15 Aug 2020

Quanto

Às vezes pergunto-me quanto tempo. Quanto tempo levamos a ser nós, em quanto tempo se cura um amor falhado, quanto tempo durará até que as estações se tornem unas, e possamos admirar outono, inverno, primavera e verão com igual encanto. Leva tempo. Quanto tempo nos falta ainda. Que tempo temos de sobra para dizer tudo, amar tudo. Quanto tempo nos sobeja para beber a vida de champagne sablé, abrir a boca em taça e sorver o suco das ostras cruas do salgadiço e maresia de nortadas pretéritas e futuras de que sou feita. Quanto tempo? Quanto tempo leva a aprender o silêncio e a saboreá-lo como um pêssego maduro a quem pomos os lábios rotundos, lúbricos. Quanto tempo precisamos para dizer não quero, não vou, não faço. Quanto tempo é preciso para dizer quero, reflexo também. Quanto tempo ainda para oxímoros, aliterações e eufemismos, e palavras.

São dezassete e dezasseis e o vizinho não sabe quanto tempo ainda. Quanto tempo vai agredir os meus ouvidos com uma rebarbadora ou uma serra elétrica ou uma aparafusadora, pode muito bem ser que de bricolage só sei ver a horizontalidade perfeita, nem um milímetro a mais ou a menos, quase como a intuição precisa que nem a balança de pratos na mercearia morta na rua da minha mãe, e eu criança. Talvez seja isso que ele procura a um sábado à tarde enquanto tento bronzear as pernas, apaziguar-me de tudo, e abocanhar o silêncio. Não sei quanto tempo. Não se sabe ainda. 

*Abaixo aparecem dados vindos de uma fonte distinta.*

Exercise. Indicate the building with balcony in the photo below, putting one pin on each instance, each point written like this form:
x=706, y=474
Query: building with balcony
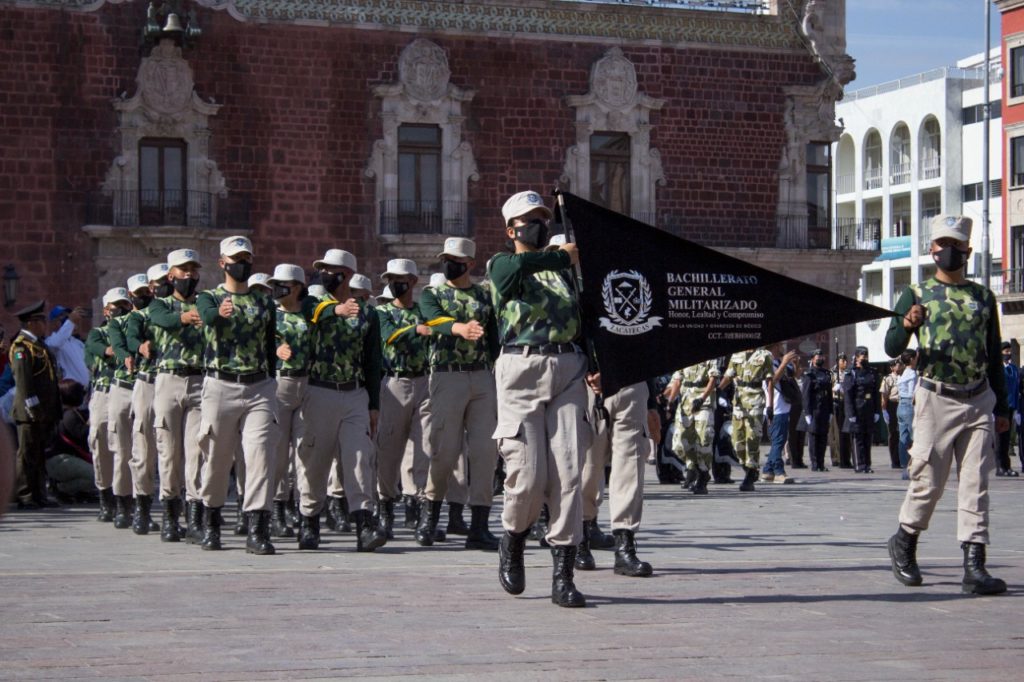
x=911, y=150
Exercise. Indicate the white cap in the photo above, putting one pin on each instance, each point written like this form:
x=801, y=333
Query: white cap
x=400, y=266
x=182, y=256
x=360, y=282
x=259, y=280
x=158, y=271
x=137, y=282
x=287, y=272
x=115, y=295
x=337, y=257
x=521, y=204
x=232, y=246
x=459, y=248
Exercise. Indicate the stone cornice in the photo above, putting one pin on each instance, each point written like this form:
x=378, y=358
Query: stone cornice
x=549, y=18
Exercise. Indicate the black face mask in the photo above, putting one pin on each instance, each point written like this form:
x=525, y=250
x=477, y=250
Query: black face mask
x=453, y=270
x=949, y=259
x=185, y=287
x=398, y=289
x=534, y=233
x=239, y=271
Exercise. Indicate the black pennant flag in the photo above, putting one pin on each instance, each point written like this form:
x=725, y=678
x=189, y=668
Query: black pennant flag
x=652, y=302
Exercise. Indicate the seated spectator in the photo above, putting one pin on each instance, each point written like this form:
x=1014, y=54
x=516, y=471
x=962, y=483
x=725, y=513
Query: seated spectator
x=69, y=463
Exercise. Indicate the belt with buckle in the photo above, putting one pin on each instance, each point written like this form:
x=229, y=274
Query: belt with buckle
x=252, y=378
x=956, y=393
x=542, y=349
x=336, y=386
x=470, y=367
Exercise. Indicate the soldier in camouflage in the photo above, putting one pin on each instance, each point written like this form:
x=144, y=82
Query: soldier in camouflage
x=749, y=370
x=462, y=407
x=693, y=438
x=961, y=389
x=178, y=345
x=542, y=396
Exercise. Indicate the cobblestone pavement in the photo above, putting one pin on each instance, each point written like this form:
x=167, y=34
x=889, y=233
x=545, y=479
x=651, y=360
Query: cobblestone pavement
x=788, y=583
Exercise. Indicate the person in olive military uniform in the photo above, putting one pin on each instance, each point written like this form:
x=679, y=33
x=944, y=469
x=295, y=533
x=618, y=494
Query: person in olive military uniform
x=863, y=408
x=36, y=408
x=817, y=399
x=542, y=396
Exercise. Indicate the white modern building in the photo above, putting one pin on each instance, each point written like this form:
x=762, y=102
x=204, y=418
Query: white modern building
x=910, y=150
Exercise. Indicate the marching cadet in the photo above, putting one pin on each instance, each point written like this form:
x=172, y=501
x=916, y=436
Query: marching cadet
x=860, y=395
x=960, y=401
x=343, y=405
x=177, y=338
x=693, y=439
x=119, y=402
x=37, y=405
x=99, y=356
x=294, y=344
x=462, y=407
x=403, y=390
x=749, y=370
x=817, y=410
x=542, y=398
x=239, y=396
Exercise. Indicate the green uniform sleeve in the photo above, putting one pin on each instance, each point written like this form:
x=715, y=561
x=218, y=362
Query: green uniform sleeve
x=897, y=337
x=508, y=270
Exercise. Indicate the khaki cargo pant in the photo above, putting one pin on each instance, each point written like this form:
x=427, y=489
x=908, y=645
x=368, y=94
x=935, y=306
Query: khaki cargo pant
x=543, y=432
x=232, y=415
x=946, y=429
x=176, y=405
x=120, y=436
x=623, y=441
x=333, y=422
x=463, y=414
x=143, y=439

Calou-se. Alguém varre agora os despojos em ritmo cadente. Não se sabe quanto tempo. 

7 Aug 2020

Intermitências do sono

Pudesse eu lembrar-me como te reencontrei e talvez soubesse de abraços longos e envolventes ou beijos furtivos que se tornaram longos e quentes como a brisa nocturna de verões cálidos. E presentes. Não sei quantos anos de ausência. Dez, quinze, sempre. O epitáfio que quase te escrevi, o anúncio aflito à tua procura, e as partilhas que hoje nada há além de likes e partilhas. Nao estavas nem eras. Fosse eu outra coisa que não eu, e pouco me interessaria porque voltaste. Se calhar, o jeito doce de te chamar, vem, meu amor, vem agora, a mulher convenientemente  submissa, astuta e matreira  para atrair o objecto desejado, ou o ímpeto de te sacudir nas horas impróprias, és feito de incógnitas e surpresas. Tantas que voltaste sem mais. E agora, neste mesmo momento em que arrumo o dia e solto o corpo estás perto e somos um até as palavras me faltarem e  restará o silêncio e nós. Fica comigo. Preciso-te, meu sono adorado. Tanto.

2 Aug 2020

Fim de tarde e isso

O sol de fim de tarde tem a brandura de um amor ternurento. Aquece-me o braço e a perna direita enquanto me sento no degrau morno de um dia de verão incerto, o mais certo dia de verão a oeste. Sopra vento de baixo e que pelos pontos cardeais por onde me oriento seria de oeste, vem do mar, e o mar está a oeste mas forte e impiedoso só pode ser do norte, não tem meias palavras nem cerimónias, poucas concessões e a determinação irritante dos teimosos solitários. Faço sombra à Julieta, sentada de pernas escachadas sem pudor e pés nus no chão. A roupa estendida ondula ao sabor do vento e eu vejo as várias mulheres no macacão preto, no vermelho, no de flores brancas e verdes com um centro amarelo, sou menos eu no vestido longo e fluido de flores pequenas que desencantei na memória do guarda-roupa. Se calhar quero ser o que já não sou mas o vestido serve-me, assenta no peito na perfeição. Talvez não seja assim tão outra. Agora que me virei tenho o sol de frente e uma revoada de vento açoita os pedaços com que cubro o corpo, até as intimidades resguardadas se agitam levemente, e o perfume do detergente em promoção no supermercado augura a sensualidade dos lençóis lavados e secos ao vento e ao sol. Os estendais contam tantas estórias e desvendam outras tantas intimidades, se os observamos atentamente. Um olhar indiscreto sobre quem somos por baixo do que aparentamos ser, de gravatas e composturas, blusas imaculadas de ferros prendados. Velha, um dia, podia sentar me numa cadeira de abrir ou de fechar, é sempre tudo uma questão de perspectiva, e contar os outros com as mãos cruzadas sobre a barriga rotunda, se calhar nessa altura já teria barriga, mas os escritores não se revelam em cadeiras de abrir, agora está frio, eu tenho de apanhar a roupa e também nunca serei escritora.